Enhanced Child Tax Credit payments started going out across the country on Thursday, and Utahns stand to benefit more than other Americans — Utahns have, on average, more children than residents of any other state.
(According to a 2019 analysis by Statista, the average number of people in a Utah household was 3.08. Hawaii was second with 2.95; North Dakota was last with 2.28; the U.S. average was 2.61.)
If you’re eligible for the enhanced Child Tax Credit, you might receive your first payment on Thursday. According to the Internal Revenue Service, almost 90% of 36 million eligible families signed up for direct deposits — although there could be a lag of 2-3 business days before the deposit shows up. (That’s because of your bank, by the way.)
If you’re waiting for your payment to come in the mail, that could take up to 1-2 weeks.
President Joe Biden’s American Rescue Plan expanded the Child Tax Credit, which has been around for more than 20 years, boosting it from $2,000 to $3,600 for each child under the age of 6 and $3,000 for children ages 6-17. You don’t have to have paid federal income tax, but you do have to have filed with the IRS in 2019 or 2020 and claimed the Child Tax Credit — or registered with the IRS to get the payments.
(You can still do that here.)
If you gave the IRS a bank account number to receive a refund, the enhanced CTC payment will go to that account. Otherwise, it’ll come in the mail.
Basically, you’ll get the “expanded” part of the Child Tax Credit as monthly payments.
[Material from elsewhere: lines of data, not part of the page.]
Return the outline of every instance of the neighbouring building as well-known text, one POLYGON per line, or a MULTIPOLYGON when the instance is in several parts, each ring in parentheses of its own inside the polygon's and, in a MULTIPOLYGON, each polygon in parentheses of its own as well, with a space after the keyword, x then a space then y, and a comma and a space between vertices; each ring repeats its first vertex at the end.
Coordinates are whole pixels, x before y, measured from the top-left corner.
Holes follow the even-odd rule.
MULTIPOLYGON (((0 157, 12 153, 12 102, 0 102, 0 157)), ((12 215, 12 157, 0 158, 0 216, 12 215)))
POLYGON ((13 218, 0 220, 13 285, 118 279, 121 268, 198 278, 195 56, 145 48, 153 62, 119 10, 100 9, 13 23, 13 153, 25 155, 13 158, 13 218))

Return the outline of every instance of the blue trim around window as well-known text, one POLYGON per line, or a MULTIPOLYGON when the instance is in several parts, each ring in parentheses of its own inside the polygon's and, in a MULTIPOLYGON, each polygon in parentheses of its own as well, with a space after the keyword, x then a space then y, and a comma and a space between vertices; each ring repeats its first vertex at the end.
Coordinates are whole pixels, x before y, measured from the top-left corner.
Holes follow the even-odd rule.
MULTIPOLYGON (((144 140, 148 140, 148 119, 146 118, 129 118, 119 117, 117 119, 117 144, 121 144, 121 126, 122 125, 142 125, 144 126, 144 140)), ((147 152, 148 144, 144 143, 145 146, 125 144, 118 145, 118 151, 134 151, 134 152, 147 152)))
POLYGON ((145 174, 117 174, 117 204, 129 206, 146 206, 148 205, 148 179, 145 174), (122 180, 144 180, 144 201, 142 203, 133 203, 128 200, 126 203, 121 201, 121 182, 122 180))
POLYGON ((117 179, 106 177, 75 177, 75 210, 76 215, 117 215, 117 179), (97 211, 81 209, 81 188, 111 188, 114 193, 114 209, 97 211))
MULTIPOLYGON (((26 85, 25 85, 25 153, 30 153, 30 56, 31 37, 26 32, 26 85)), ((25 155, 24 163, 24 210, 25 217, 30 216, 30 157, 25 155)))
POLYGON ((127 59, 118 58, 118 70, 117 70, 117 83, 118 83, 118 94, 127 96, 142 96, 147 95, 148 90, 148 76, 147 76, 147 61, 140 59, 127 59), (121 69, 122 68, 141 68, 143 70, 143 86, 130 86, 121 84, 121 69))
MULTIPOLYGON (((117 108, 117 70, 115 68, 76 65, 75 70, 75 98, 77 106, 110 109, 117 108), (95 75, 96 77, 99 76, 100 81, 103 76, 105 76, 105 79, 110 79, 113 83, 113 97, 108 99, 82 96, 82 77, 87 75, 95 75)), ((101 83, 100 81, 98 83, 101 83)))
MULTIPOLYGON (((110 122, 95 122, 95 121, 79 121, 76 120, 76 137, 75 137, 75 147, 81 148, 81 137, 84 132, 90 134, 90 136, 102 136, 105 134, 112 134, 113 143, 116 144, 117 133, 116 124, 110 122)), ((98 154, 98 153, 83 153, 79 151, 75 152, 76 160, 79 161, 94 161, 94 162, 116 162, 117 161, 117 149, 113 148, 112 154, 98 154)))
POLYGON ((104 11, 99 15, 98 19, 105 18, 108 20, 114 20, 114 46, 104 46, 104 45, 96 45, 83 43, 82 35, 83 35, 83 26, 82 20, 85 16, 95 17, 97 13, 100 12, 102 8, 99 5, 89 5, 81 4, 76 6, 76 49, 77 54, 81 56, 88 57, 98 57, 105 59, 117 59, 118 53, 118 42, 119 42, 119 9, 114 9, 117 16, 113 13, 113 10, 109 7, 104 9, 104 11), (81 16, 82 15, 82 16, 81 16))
You’ll have to file for the original, $2,000 CTC when you do your 2021 taxes.
What is the cutoff point? It’s $75,000 for single taxpayers and $150,000 for joint filers to receive the full payments. The payment is reduced $50 for every $1,000 you earn over that — so it’s gone completely at $95,000 for single taxpayers and $170,000 for joint filers.
If you exceed the limits, you can still get the regular, $2,000 CTC payment when you do your taxes — if you earn less than $200,000/$400,000.
When are the payments scheduled? July 15, Aug. 13, Sept. 15, Nov. 15, Dec. 15.
What if I have a child in 2021? The IRS is looking at 2020 returns for info about how many kids you have, so it won’t include children born or adopted in 2021. It’s working on a way to add them on its Child Tax Credit update portal — but that’s not working yet, so keep checking back.
Do I have to pay taxes on my CTC payments? No. They aren’t considered income. Just like the stimulus payments during the pandemic.
But keep a record of the payments, because you’ll need that when you file for the original Child Tax Credit. (You’ll get a letter from the IRS in early 2022.)
Will there be expanded CTC payments in 2022? That’s the $1,600 (or $1,000) per child question. The Biden administration and congressional Democrats want to extend it for five more years, but that hasn’t passed yet. And there’s opposition from many Republicans.